Walter Banjamin Gestapo’ya teslim edilme korkusu yüzünden o gece 31 morfin tableti alır, sabahleyin midesinin yıkanmasını kabul etmez. Uzun ve acılı bir şekilde 26 Eylül 1940 tarihinde ölür
Hüseyin Kalkan
İkinci Dünya Savaşı’nın binlerce kurbanından biri de Walter Benjamin’dir. Benjamin’in intiharına politik bir intihar diyebiliriz. Gerçi bir protesto olarak intiharı seçmemiştir ama bir Marksist ve bir Yahudi olarak Gestapo’nun eline geçmemek için acılı ve uzun bir ölümü seçmiştir. Walter Benjamin 1892’de Berlin’de zengin bir Yahudi ailenin çocuğu olarak dünyaya geldi. Benjamin, ilk gençlik yıllarında Gençlik Hareketi adlı radikal öğrenci örgütü içinde yer aldı, edebi denemeleri Der Anfangan (Başlangıç) adlı dergide yayınlandı. Freiburg kentinde felsefe öğrenimi görürken Frei Stundentschaft (Özgür Öğrencilik) adlı hareketin aktif üyesi oldu. 1914’te Hareketin Berlin kolu başkanlığına seçildi. Birinci Dünya Savaşı’nda savaşa katılmamak için çürük raporu aldı. 1915’te savaş yanlısı ve milliyetçi tutumuna katılmadığı Der Anfang (Başlangıç) dergisi ile ilişkisini kesti. Savaş patladıktan sonra Özgür Öğrenci hareketinden Hein ve sevgilisi Rika bir protesto olarak birlikte intihar ederler. Bu olay Benjamin’i oldukça etkiler. Yıllar sonra yazdığı bir yazıda bu intihara dönerek hayatın ve etiğin sınırlarını sorgular. 1920 ortalarında Marksizm’i benimser. Marksizm’i benimseyen Yahudi kökenli birçok Alman aydının aksine Benjamin hem Yahudi hem de Marksist’tir. Onda Yahudi yanın yaşamasına etki eden 1915’te tanıştığı, Yahudi mistisizmini araştıran Gershom Scholm’dır. Scholm’la sıkça İsrail’e göç etme üzerine tartışırlar. Gershom Scholm, bunu gerçekleştirir. Göç ettikten sonra Benjamin’i de göç için ve Siyonizm geleneğini araştırması için ikna etmeye çalışır. Bu iki öneri de hiçbir zaman gerçekleşmedi, ama bu arkadaşlık Benjamin’in bir Yahudi olarak kalmasını sağladı. Yahudi mistisizmi düşüncesinde kalıcı bir etki bırakır. Marksizm’e yönelmesinde etkili olan iki isim ise, filozof György Lukacs ve Ernst Bloch’tur. Üçüncüsü ise Capri’de tanıştığı ve âşık olduğu Rus yönetmen Asja Lads’tır. 1926-27’de onu görmeye Sovyetler Birliği’ne gider. O güne kadar sürekli kafasında tartıştığı komünist partiye üye olma-olmama fikrinden bu geziden sonra vazgeçer. Bir anlamda talihsiz bir dönemde SB’ye gitmiştir. O yıllar Stalin’in sol muhalefeti bastırdığı yıllardır.

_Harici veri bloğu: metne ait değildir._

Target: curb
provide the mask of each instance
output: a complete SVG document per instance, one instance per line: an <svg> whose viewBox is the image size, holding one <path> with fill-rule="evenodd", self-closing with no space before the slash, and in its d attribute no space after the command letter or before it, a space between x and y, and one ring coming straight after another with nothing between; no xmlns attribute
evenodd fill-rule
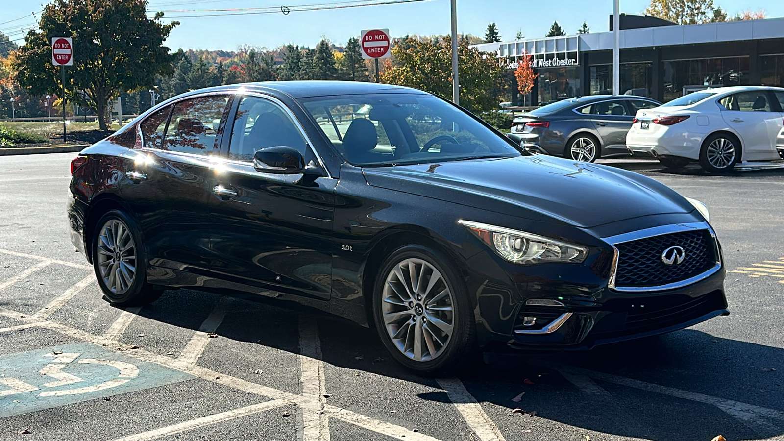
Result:
<svg viewBox="0 0 784 441"><path fill-rule="evenodd" d="M10 156L12 155L35 155L37 153L73 153L82 151L85 147L90 144L84 144L78 145L57 145L53 147L19 147L0 148L0 156Z"/></svg>

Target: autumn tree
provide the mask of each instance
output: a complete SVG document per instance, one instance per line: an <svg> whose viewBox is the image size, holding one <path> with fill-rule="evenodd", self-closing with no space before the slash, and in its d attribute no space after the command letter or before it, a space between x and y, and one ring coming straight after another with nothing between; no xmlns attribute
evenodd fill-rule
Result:
<svg viewBox="0 0 784 441"><path fill-rule="evenodd" d="M550 31L547 32L547 35L545 35L545 37L558 37L565 35L566 32L564 32L564 30L561 29L561 25L558 24L558 21L556 20L553 22L553 25L550 27Z"/></svg>
<svg viewBox="0 0 784 441"><path fill-rule="evenodd" d="M19 83L32 95L61 90L60 69L52 65L51 38L73 38L66 95L92 109L106 130L111 100L153 86L158 75L172 73L173 56L163 43L179 23L162 23L162 13L148 18L147 5L146 0L53 0L44 6L38 30L28 32L19 49L14 63Z"/></svg>
<svg viewBox="0 0 784 441"><path fill-rule="evenodd" d="M408 38L392 46L394 63L386 65L383 82L414 87L441 97L452 97L452 40L441 37L420 41ZM498 59L475 48L467 39L458 43L460 105L474 113L497 105L504 69Z"/></svg>
<svg viewBox="0 0 784 441"><path fill-rule="evenodd" d="M495 23L488 24L488 30L485 32L485 43L497 43L501 41L501 36L498 35L498 28Z"/></svg>

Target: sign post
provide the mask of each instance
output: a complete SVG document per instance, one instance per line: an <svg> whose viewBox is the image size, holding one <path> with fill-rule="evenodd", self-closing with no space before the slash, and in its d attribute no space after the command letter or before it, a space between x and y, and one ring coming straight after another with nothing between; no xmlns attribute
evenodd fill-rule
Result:
<svg viewBox="0 0 784 441"><path fill-rule="evenodd" d="M63 142L65 143L65 67L74 65L74 45L71 37L52 37L52 64L60 66L63 82Z"/></svg>
<svg viewBox="0 0 784 441"><path fill-rule="evenodd" d="M379 58L391 56L389 29L362 31L360 41L362 45L362 58L376 60L376 82L379 82Z"/></svg>

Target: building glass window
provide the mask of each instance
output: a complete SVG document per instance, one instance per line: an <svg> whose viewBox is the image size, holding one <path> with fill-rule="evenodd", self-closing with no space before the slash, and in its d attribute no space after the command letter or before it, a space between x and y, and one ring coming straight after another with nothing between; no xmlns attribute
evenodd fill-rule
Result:
<svg viewBox="0 0 784 441"><path fill-rule="evenodd" d="M784 55L760 56L762 86L784 86Z"/></svg>
<svg viewBox="0 0 784 441"><path fill-rule="evenodd" d="M664 62L664 101L706 86L749 84L749 57L680 60Z"/></svg>
<svg viewBox="0 0 784 441"><path fill-rule="evenodd" d="M539 69L537 84L539 104L580 97L582 91L578 69L577 67Z"/></svg>

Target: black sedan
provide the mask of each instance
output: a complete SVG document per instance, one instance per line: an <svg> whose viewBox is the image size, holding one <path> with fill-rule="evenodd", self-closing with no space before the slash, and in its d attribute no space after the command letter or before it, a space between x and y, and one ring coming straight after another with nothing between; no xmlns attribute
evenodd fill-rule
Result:
<svg viewBox="0 0 784 441"><path fill-rule="evenodd" d="M375 326L420 372L476 348L585 349L728 313L703 205L521 151L416 89L196 90L82 151L71 174L71 239L111 303L282 295Z"/></svg>
<svg viewBox="0 0 784 441"><path fill-rule="evenodd" d="M630 155L626 133L637 111L658 108L650 98L592 95L543 106L514 118L509 137L537 153L593 162Z"/></svg>

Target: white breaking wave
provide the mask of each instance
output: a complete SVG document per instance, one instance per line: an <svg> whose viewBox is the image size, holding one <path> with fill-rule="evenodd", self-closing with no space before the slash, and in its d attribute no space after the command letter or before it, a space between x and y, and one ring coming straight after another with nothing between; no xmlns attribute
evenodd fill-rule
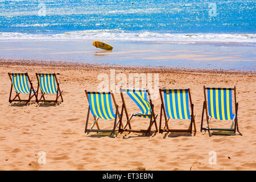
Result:
<svg viewBox="0 0 256 182"><path fill-rule="evenodd" d="M121 40L180 42L256 43L255 34L176 34L154 32L125 32L98 30L62 34L0 32L0 41L6 40Z"/></svg>

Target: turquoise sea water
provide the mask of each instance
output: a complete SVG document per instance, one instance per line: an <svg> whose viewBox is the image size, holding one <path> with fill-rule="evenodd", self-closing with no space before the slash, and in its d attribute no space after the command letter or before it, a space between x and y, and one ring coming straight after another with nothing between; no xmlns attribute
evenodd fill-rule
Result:
<svg viewBox="0 0 256 182"><path fill-rule="evenodd" d="M0 0L0 58L255 71L255 0Z"/></svg>
<svg viewBox="0 0 256 182"><path fill-rule="evenodd" d="M255 0L0 1L0 40L256 42Z"/></svg>

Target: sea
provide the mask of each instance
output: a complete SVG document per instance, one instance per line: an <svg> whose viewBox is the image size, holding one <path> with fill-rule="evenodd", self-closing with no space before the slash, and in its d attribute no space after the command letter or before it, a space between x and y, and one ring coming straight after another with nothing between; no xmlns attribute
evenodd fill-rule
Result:
<svg viewBox="0 0 256 182"><path fill-rule="evenodd" d="M195 61L187 60L191 64L184 62L183 65L180 63L179 65L170 63L174 62L174 59L182 61L184 59L170 57L166 51L169 49L166 47L170 47L171 51L179 51L177 47L179 47L180 51L185 49L191 53L204 51L207 45L208 52L222 48L226 52L232 53L243 49L242 52L245 53L241 53L238 57L229 56L228 62L237 59L237 61L243 63L240 63L243 64L242 69L253 71L256 60L255 2L255 0L0 0L0 58L54 59L46 56L27 55L28 51L25 55L24 52L11 49L17 48L16 45L20 48L31 42L41 42L39 44L46 45L44 48L48 46L51 49L59 44L65 47L63 45L66 44L65 50L57 49L55 51L64 52L71 48L72 42L73 47L71 49L77 52L75 56L69 54L59 56L58 59L81 61L82 58L79 55L80 52L95 51L92 42L100 40L116 45L113 46L113 53L115 50L129 49L155 50L155 53L149 57L155 57L152 60L157 59L158 63L147 61L149 65L156 64L186 67L193 67ZM55 43L51 44L49 42ZM81 42L85 43L84 46ZM31 47L35 48L38 45L34 44ZM162 51L166 52L161 54L159 51ZM52 53L45 51L40 52L48 55ZM150 54L150 51L147 52ZM104 55L104 52L102 54ZM92 62L125 62L131 65L140 63L139 64L143 65L141 60L145 58L141 54L137 58L130 58L133 56L126 53L121 56L125 58L118 61L109 53L107 55L110 56L101 58L95 56L95 52L93 55L82 61L88 62L89 59ZM163 59L163 63L156 59L164 56L174 58L171 60ZM210 59L207 61L216 60ZM200 67L198 62L195 65ZM227 65L223 68L241 69L240 67L229 68ZM212 66L212 68L221 68Z"/></svg>

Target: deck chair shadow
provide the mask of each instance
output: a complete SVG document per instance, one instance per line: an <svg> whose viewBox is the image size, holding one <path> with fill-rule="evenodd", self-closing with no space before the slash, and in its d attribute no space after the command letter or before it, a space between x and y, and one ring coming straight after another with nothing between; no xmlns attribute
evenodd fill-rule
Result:
<svg viewBox="0 0 256 182"><path fill-rule="evenodd" d="M39 102L53 102L55 104L58 102L63 102L62 97L63 91L60 89L60 84L57 80L56 75L55 73L36 73L38 79L38 90L41 90L41 97L38 100ZM37 97L38 98L38 92L37 93ZM46 94L56 94L55 100L46 100L45 98ZM58 101L60 97L61 101Z"/></svg>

Nazizm’in güçlenmesi üzerine Almanya’dan ayrılarak Paris’e yerleşir. 1935’e kadar takma adlarla Frankfurter Zeitung’da yazmayı sürdürür. Bu yıllarda ABD’deki Sosyal Araştırma Enstitüsü ile ilişki kurar, bir süre sonra da Enstitü’nün Paris temsilciliğini üstlenir. Böylece düzenli bir gelire ulaşır. Enstitü yönetiminin kendisini ABD’ye davetine uymaz, hâlâ Avrupa’da yapılacak şeyler olduğu kanısındadır. 1936 yılında SB’de yayınlanan Das Wort adlı dergide çıkan Paris Mektupları adlı yazısı nedeni ile 1939 yılında Alman vatandaşlığından çıkarılır. Aynı yıl Nevres’teki bir tecrit kampında üç ay tutulur. 1940 yılında Gestapo, Paris’teki evini basar, kitaplarına, notlarına el koyar. Artık ümidini yitiren Benjamin, ABD’ye gitmeye karar verir. ABD vizesi almayı başarır ama Fransa’dan çıkış vizesi alamaz. Bir grup mülteci ile Pireneler üzerinden İspanya’ya geçmeyi denerler. Port-Bau’ya geldiklerinde sınırın kapalı olduğunu görürler. Gestapoya teslim edilme korkusu yüzünden o gece 31 morfin tableti alır, sabahleyin midesinin yıkanmasını kabul etmez. Uzun ve acılı bir şekilde 26 Eylül 1940 tarihinde ölür. Ölümünden 24 saat sonra sınır kapısı açılır, geçişlere izin verilir. Ve orada toprağa verilir.
İntiharın diğer yarısı
1905’te Macaristan’da doğan Artur KoestIer, yazın yaşamına gazeteci olarak başladı. Bir komünist olan Koestler, 1931 yargılamaları ve bunu izleyen temizlik hareketi sırasında Komünist Parti’den ayrıldı. İspanya İç Savaşı başlayınca Artur Koestler muhabir olarak bu savaşı izledi. 1937 yılında Franco kuvvetleri tarafından yakalanarak casus suçlaması ile idama mahkûm edildi. İngiltere hükümetinin devreye girmesi üzerine başka bir tutuklu ile takas edilince ölümden kurtuldu ve İngiltere’ye döndü. İkinci Dünya Savaşı’nın başlaması üzerine Avrupa’ya döndü. Fransa’da tutuklandı. Bir mülteci kampına gönderildi. Bu kamptan kurtulduktan sonra 1940 yılında İngiltere’ye kaçtı. Daha sonra Filistin ve Yahudi sorunu ile ilgilendi. Filistin’e gitti. Döndükten sonra Amerika’ya gitti ve bir süre burada yaşadı. Daha sonra intihar edene kadar yaşamının büyük bölümünü İngiltere’de geçirdi. 1983 yılında karısı ile birlikte intihar etti.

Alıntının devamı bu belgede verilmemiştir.